Microsoft answers Google’s big data analytics bet, antes with conversational intelligence at Build 2016

The software giant debuted cognitive computing and machine learning tools on Wednesday with an eye toward 'reinventing' healthcare.
By Tom Sullivan
10:04 AM

Microsoft unveiled a slew of new products at its Build 2016 conference in San Francisco on Wednesday. They offered cues about the emerging technologies healthcare CIOs and IT professionals should be keeping an eye on right now: artificial intelligence, cognitive computing and what CEO Satya Nadella called conversational intelligence.

"Conversations as-a-platform is a simple concept yet very powerful in impact," Nadella said. "It’s about taking the power of human language and applying it more pervasively into our computing."

[Also: What is Fast Analytics, and what can your hospital learn from it?]

The unveiling of Microsoft’s new conversational intelligence tool comes close on the heels of Google's GCP Next confab this past week, where the search giant revealed its Cloud Machine Learning family of hosted applications.

The software giant rechristened its Cortana Analytics Suite as the Cortana Intelligence Suite to deliver "the power of Big Data, Cloud and Intelligence to build the next generation of intelligent solutions, whether it is to reinvent healthcare, transform transportation or revolutionize retail," Microsoft’s data group’s corporate vice president Joseph Sirosh wrote on the company’s site.

Another new offering, Cognitive Services APIs, enables software programs to "see, hear, speak, understand and interpret our needs using natural methods of communication." Such services expand what Microsoft called humans perceptual intelligence and can be integrated into its other systems, including customer relationship management.

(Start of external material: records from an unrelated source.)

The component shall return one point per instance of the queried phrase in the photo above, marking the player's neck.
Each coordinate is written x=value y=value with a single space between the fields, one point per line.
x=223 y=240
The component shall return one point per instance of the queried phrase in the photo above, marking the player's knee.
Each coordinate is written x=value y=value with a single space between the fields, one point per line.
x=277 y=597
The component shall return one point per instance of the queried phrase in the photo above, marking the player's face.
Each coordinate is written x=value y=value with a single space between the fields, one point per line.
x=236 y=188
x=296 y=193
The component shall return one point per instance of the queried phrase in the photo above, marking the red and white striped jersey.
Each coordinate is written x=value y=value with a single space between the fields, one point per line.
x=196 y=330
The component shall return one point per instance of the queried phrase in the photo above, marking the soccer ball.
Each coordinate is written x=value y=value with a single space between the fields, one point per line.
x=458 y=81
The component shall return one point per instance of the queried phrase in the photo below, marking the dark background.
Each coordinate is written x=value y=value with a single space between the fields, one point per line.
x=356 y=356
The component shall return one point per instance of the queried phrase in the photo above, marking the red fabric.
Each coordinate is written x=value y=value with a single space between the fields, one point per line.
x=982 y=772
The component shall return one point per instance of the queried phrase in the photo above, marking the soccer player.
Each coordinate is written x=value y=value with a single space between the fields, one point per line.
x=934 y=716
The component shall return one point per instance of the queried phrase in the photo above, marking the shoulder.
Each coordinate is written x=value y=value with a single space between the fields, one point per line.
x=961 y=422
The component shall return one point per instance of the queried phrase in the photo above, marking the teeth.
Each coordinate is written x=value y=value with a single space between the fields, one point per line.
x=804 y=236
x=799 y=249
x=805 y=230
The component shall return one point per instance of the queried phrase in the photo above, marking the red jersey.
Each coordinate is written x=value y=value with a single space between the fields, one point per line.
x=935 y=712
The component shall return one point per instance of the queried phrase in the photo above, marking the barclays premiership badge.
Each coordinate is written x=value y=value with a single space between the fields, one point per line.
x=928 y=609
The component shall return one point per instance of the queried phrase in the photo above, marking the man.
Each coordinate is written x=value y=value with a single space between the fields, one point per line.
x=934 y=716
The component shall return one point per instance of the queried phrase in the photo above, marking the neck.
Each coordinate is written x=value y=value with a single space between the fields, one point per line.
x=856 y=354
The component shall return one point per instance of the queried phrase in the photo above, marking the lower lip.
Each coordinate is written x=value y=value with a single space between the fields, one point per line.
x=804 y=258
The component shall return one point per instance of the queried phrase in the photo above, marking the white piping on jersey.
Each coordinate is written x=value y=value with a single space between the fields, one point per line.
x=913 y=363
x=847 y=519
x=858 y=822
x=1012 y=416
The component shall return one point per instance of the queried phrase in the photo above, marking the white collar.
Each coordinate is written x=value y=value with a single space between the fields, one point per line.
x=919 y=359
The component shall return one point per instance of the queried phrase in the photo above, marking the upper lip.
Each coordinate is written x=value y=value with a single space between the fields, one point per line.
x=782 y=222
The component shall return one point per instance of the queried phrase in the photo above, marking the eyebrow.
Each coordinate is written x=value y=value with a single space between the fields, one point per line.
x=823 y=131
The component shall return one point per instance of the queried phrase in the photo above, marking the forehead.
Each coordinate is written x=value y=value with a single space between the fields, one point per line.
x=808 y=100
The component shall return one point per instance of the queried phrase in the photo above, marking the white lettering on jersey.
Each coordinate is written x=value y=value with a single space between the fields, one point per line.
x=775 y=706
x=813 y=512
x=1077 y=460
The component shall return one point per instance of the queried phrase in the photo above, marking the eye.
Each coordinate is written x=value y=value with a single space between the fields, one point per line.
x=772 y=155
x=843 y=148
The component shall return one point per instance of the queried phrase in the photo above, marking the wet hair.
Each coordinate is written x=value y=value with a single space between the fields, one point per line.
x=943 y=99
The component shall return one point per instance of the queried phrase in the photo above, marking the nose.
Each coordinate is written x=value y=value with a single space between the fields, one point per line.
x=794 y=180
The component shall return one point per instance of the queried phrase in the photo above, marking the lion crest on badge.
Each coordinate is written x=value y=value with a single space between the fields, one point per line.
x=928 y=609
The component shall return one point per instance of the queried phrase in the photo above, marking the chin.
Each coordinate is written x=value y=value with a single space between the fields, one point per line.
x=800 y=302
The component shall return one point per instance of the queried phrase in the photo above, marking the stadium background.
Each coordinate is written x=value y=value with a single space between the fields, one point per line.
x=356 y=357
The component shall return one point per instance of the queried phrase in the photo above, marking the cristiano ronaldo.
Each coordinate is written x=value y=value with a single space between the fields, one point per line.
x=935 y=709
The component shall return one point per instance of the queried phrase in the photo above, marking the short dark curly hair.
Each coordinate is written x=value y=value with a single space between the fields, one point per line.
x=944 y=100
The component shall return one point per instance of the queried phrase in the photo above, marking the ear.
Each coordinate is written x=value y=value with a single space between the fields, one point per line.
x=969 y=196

And then there’s the embarrassing Microsoft Bot Framework. While Nadella called bots the new apps, the company's artificial intelligence chatbot, Tay, suffered a racist drug-addled meltdown this week. Microsoft took the bot offline and claimed it has been fed offensive speech by hateful trolls.

[Also: Big data: Bold promise? Or hardest part of population health, precision medicine, patient experience?]

Microsoft rivals Amazon, IBM and Google, meanwhile, are also trekking forward into emerging technologies from AI to Big Data to cognitive computing to machine learning and beyond in a bid to ultimately enable healthcare, and other industries, to make more accurate, insightful and effective use of information.

"We need to infuse into our computers intelligence about us and our context," Nadella said. "We think it can have as profound an impact as previous shifts have had, whether it be GUI, the Web, or touch on mobile."